In smart cities and factories, robotic applications require high dexterity and security, which requires precise inverse dynamics model. However, the physical modeling methods cannot model the uncertain factors of the manipulator such as flexibility, joint clearance and friction, etc. As an alternative, artificial intelligence (AI) techniques have become increasingly popular in robotics for smart cities and factories. In this paper, deep learning neural network based on LSTM (Long Short-Term Memory) is adopted to predict the manipulator inverse dynamics. This study aims to summarize the influence of the hyper-parameter settings on model performance and to explore the applicability of the LSTM model to joint torque prediction of multiple degrees of freedom series manipulator. Furthermore, the feasibility of using only joint position as input data for torque prediction is verified. Simulation result has shown that, for the proposed deep learning architecture, the effects of the number of maximum epochs on model performance should be prioritized. The effects of the number of hidden nodes on model performance are limited, while prediction accuracy will deteriorate as the number of hidden layers increases. It is proved that it is feasible to predict inverse dynamics when input data is joint position only. The experimental results show that the training time increases with the increase of hidden layers, neurons and epochs.

INTRODUCTION

Smart city is an intelligent city based on internet of things, cloud computing and artificial intelligence technology. It adopts advanced information technology, analyzes the trend of the city, makes quick intelligent responses to urban planning, livelihood policies, social security and other aspects, and realizes the intelligent management of the city. At present, there are many urban problems, such as air pollution, water pollution, garbage pollution, shortage of resources, traffic jam and so on. These problems seriously affect people’s life and hinder the development of the city.

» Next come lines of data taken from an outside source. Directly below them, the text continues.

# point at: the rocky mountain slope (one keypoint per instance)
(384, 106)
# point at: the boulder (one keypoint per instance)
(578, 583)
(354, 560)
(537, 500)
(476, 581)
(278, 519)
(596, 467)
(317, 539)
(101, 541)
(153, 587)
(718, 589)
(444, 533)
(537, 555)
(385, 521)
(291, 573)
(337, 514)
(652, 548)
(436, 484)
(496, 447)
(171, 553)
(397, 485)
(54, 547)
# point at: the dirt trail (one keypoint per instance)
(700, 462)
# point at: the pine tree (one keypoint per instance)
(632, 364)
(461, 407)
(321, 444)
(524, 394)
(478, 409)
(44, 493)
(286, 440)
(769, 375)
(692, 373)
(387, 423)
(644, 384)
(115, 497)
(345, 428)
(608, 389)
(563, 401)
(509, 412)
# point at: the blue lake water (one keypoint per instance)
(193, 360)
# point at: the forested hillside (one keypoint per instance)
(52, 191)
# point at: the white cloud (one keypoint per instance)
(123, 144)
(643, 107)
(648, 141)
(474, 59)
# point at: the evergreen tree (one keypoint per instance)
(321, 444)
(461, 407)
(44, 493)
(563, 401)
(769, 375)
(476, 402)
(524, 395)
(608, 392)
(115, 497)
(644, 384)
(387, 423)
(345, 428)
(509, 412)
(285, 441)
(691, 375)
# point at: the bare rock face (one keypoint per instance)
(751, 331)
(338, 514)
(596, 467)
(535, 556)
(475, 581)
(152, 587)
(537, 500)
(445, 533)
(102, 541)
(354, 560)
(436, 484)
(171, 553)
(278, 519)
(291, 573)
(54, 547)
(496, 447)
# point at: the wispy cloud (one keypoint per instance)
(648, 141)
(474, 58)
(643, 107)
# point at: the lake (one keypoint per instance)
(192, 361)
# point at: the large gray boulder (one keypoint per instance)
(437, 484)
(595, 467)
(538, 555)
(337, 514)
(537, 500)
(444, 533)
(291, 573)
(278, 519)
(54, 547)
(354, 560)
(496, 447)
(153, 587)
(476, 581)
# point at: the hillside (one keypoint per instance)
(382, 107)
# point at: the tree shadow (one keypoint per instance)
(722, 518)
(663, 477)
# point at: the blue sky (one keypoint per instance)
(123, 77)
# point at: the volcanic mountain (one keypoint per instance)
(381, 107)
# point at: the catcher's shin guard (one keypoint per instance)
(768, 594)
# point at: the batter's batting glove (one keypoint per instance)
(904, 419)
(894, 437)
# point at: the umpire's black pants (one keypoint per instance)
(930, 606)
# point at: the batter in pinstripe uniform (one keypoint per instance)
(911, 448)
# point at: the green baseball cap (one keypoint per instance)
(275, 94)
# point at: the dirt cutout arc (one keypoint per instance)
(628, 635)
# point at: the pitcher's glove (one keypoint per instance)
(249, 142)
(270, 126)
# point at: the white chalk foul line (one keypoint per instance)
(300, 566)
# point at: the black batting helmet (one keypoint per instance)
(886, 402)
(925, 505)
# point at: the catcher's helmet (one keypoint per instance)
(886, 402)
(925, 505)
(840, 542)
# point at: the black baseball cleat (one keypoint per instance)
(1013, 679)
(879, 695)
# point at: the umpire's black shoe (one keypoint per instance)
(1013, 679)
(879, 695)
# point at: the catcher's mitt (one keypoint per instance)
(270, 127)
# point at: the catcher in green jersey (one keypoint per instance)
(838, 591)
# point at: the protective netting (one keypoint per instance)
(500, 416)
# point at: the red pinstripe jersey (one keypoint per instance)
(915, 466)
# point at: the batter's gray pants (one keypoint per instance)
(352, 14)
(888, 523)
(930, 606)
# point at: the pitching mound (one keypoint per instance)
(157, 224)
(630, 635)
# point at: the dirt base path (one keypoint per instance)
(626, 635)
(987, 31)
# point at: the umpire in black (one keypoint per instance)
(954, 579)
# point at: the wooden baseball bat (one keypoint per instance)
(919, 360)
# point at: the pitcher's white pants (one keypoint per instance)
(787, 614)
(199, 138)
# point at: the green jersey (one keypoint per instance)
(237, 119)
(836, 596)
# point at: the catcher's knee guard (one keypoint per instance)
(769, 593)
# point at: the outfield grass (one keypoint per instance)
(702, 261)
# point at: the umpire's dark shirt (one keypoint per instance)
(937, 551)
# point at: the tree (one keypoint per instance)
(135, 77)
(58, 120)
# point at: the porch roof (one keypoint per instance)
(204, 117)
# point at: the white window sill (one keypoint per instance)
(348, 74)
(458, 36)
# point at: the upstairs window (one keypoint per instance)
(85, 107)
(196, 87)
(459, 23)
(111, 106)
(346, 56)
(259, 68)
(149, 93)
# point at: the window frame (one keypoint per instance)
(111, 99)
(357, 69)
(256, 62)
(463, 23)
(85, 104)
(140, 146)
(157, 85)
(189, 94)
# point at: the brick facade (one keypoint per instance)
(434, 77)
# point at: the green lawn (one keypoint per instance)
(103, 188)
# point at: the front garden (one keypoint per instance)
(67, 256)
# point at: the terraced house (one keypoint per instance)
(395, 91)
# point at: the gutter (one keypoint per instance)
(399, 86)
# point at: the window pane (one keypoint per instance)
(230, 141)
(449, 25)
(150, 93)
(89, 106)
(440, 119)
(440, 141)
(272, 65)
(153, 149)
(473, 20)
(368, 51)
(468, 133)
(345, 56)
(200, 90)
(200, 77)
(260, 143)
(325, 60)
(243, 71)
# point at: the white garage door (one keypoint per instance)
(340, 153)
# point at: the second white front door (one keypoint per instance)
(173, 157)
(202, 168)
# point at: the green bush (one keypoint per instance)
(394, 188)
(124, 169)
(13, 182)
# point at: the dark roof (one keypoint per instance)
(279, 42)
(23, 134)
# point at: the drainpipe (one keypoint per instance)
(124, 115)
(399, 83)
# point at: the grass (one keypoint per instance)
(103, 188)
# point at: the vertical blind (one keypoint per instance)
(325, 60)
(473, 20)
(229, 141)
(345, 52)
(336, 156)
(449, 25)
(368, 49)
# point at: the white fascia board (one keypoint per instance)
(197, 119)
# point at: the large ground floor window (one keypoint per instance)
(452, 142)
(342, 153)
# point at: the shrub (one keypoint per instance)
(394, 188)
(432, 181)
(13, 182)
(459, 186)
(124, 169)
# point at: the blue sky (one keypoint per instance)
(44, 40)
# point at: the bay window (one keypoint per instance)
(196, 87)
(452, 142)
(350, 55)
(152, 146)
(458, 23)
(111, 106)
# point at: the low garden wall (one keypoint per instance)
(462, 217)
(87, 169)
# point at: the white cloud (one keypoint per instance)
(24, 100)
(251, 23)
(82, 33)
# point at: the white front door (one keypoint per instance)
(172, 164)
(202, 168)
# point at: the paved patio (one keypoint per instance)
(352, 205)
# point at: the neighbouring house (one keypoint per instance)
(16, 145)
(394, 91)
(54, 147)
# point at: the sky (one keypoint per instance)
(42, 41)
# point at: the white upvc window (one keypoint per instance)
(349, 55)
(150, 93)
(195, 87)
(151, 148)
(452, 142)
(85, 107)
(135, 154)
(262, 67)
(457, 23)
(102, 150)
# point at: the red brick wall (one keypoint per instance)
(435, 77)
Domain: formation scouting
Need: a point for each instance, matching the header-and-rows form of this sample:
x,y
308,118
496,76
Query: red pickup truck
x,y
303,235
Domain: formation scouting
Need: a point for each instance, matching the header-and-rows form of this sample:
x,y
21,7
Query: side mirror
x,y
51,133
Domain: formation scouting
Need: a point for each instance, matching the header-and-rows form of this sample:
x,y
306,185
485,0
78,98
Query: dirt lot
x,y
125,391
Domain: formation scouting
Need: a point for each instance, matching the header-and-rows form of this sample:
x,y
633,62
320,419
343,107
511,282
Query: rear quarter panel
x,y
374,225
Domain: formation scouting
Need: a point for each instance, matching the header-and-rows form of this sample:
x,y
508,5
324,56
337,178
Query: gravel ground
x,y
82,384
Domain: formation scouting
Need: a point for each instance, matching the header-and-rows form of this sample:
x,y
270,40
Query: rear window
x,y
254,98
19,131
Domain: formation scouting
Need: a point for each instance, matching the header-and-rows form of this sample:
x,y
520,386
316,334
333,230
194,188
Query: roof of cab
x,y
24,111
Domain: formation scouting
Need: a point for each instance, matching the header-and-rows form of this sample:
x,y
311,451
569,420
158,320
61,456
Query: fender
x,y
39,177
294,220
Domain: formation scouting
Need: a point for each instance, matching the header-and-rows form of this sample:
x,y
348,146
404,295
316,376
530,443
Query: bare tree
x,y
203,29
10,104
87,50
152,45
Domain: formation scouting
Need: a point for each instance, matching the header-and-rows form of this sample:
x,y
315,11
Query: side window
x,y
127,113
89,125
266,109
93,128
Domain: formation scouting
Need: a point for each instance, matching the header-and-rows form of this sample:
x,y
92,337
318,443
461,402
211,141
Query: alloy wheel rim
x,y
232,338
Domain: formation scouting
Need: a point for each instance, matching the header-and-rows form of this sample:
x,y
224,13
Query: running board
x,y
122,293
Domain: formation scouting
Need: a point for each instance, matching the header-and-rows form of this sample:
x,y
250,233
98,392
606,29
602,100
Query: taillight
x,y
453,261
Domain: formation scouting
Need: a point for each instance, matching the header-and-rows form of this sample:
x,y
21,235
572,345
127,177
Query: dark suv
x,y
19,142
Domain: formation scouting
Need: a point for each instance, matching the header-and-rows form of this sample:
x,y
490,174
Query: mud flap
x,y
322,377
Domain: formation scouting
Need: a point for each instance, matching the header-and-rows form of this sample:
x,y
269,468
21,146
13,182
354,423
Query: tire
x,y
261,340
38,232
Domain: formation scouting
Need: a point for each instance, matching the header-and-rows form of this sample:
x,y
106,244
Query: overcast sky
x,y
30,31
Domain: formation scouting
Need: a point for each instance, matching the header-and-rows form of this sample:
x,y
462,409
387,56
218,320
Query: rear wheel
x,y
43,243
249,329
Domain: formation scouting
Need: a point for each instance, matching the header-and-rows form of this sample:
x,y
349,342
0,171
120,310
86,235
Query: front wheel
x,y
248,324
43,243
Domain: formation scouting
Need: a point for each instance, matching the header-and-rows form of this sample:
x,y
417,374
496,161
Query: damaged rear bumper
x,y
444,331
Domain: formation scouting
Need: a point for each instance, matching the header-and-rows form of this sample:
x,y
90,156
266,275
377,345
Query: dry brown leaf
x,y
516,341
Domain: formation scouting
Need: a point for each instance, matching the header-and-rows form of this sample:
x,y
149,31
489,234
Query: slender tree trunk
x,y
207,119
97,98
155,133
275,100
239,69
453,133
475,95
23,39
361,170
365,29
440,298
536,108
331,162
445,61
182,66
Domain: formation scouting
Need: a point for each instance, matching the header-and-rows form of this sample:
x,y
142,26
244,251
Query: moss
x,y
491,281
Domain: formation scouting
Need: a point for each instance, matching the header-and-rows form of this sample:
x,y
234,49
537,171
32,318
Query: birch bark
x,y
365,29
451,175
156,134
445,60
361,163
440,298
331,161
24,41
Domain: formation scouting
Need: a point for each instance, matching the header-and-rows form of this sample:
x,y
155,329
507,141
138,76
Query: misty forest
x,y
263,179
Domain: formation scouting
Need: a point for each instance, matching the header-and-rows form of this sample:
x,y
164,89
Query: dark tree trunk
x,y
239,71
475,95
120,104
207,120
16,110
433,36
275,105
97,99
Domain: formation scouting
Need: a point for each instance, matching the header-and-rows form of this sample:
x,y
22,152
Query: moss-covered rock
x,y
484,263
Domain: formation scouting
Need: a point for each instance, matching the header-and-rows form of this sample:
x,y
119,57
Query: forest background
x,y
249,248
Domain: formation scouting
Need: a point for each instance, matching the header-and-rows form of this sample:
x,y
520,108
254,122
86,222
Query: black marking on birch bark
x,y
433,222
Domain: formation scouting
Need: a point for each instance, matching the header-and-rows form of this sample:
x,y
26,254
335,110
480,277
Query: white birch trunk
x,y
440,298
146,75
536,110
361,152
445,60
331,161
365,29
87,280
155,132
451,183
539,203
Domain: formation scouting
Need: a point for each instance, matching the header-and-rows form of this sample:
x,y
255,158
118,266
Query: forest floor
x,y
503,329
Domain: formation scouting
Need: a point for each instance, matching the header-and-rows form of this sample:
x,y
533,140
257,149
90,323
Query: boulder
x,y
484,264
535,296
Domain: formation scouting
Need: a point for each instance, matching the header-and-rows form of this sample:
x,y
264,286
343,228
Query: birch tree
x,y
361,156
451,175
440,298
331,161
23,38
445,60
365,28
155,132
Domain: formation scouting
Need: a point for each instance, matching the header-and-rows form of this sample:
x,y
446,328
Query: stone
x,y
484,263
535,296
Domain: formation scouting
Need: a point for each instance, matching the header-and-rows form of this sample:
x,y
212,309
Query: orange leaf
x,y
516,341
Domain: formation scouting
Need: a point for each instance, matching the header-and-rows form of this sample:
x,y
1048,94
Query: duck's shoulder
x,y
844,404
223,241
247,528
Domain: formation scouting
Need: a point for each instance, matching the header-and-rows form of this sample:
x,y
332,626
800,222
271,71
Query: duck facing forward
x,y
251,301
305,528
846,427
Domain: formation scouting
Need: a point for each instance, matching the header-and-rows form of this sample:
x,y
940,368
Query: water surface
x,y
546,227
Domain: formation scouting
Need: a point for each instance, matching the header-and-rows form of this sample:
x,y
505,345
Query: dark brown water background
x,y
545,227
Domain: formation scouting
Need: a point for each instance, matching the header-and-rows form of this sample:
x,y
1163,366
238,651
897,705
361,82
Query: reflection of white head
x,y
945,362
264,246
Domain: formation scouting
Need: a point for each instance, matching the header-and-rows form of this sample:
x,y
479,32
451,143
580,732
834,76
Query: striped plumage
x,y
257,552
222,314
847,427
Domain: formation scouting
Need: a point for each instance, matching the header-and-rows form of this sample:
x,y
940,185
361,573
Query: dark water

To solve these problems, it is necessary to build smart cities to improve people’s way of life, create a beautiful life and environment, and promote urban development and innovation. Similar to smart city, smart factory is composed of many intelligent manufacturing equipments (including control and information systems), namely several intelligent branches and equipment that is composed of various intelligent components. Robots used for smart cities and factories have accomplished some easy tasks in structured settings that still require fences between the robots and human to ensure safety. Ideally, robots should be able to work side by side with humans, offering their strength to carry heavy loads while presenting no danger. To achieve this objective, it is necessary to obtain an accurate inverse dynamics model of the robot. Moreover, inverse dynamics has been a valuable piece of information for robotic function such as compliance control, human-robot cooperation, target operation and trajectory planning.